Draw a mapping diagram yourself or use the Geogebra figure.
Given a point / number, \$x\$, on the source line, there is a unique arrow  meeting the target line at the point / number, \$2(x+1)^2 + 3 = 2x^2 + 4x + 5 \$, which corresponds to the quadratic function's value for \$x\$

When the point in the domain is \$0\$, the arrow points to \$q(0) = 5\$ visualizing the "Y-intercept" of \$q\$, the "initial value" of \$q\$.
The value at \$x=-1\$ is the minimum value for the function.

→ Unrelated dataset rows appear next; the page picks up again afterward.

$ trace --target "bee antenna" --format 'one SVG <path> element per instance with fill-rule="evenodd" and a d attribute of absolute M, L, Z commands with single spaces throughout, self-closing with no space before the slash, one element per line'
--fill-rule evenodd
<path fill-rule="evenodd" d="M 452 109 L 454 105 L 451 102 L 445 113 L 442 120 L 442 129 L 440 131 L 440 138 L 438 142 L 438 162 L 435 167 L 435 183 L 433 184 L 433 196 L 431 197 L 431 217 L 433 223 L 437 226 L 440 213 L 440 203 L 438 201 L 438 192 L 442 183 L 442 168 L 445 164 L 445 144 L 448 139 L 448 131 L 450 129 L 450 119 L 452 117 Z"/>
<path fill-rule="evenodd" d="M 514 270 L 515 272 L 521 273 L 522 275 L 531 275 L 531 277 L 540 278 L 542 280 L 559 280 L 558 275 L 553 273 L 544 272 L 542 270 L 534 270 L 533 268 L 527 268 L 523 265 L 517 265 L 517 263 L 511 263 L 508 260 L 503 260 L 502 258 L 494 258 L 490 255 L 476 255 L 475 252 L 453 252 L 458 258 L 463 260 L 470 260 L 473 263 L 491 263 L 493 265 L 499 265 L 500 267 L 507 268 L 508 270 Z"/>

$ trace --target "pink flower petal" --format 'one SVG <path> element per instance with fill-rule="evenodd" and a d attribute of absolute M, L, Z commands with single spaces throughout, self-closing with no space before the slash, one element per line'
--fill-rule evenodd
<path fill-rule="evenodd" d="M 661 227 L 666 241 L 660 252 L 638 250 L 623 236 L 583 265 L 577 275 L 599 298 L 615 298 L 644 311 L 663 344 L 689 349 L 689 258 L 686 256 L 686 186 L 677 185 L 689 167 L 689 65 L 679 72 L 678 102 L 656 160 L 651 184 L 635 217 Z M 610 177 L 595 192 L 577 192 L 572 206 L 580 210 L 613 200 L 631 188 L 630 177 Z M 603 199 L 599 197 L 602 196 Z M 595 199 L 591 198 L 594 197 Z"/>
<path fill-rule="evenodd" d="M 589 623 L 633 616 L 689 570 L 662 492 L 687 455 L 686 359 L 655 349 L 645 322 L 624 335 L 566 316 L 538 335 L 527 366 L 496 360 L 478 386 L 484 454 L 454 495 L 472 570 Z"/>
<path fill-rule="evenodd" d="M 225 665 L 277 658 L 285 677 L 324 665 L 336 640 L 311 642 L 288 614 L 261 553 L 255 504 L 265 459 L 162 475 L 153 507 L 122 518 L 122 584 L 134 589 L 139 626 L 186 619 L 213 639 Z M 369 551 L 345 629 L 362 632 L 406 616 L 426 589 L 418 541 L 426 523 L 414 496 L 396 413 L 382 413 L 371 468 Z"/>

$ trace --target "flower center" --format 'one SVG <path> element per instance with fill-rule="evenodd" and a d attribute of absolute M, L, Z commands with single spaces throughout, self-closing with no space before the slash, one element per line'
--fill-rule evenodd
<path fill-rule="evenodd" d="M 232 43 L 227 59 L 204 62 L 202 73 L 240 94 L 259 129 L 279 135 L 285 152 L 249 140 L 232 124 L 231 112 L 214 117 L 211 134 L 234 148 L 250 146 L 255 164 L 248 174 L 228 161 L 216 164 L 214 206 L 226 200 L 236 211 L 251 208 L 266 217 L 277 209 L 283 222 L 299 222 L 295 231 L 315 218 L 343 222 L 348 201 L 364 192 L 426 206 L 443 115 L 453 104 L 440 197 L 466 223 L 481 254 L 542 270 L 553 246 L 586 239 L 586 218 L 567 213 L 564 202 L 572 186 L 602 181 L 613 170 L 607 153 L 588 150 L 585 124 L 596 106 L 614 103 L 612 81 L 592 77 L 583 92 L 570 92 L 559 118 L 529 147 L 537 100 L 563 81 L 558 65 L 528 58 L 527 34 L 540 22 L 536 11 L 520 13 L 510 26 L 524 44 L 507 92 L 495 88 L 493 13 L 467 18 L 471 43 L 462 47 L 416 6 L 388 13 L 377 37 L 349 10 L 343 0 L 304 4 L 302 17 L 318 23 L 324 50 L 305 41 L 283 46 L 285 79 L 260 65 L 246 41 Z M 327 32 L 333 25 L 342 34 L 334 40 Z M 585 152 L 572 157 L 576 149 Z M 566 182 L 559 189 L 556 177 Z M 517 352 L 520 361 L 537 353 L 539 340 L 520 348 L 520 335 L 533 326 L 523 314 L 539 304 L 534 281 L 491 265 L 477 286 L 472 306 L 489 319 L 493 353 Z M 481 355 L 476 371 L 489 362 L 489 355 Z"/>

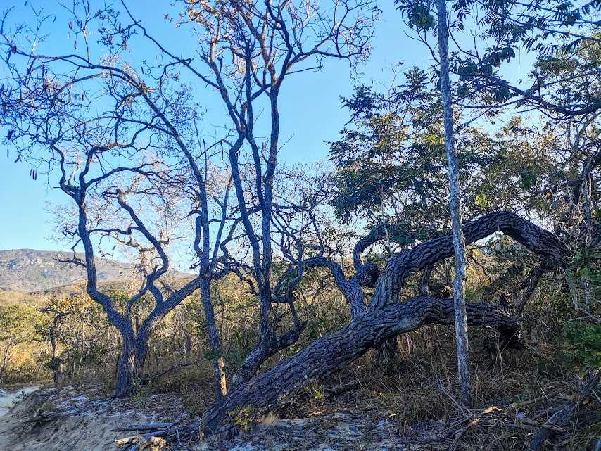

If we consider \$q(0)= 5\$ then the difference in the value of \$q\$ for a unit change in \$x\$ from the extreme point is \$f(0)-f(-1) = 5-3 = 2.\$
Since a unit step from the extreme point is used in this mapping diagram, we see the leading coefficient visualized in the gap between the heads of consecutive arrows  on the mapping diagram.

Since the minimum value of \$q\$ is 3, there are no values for \$a\$ on the domain axis from which the arrow hits the number \$0\$  on the target.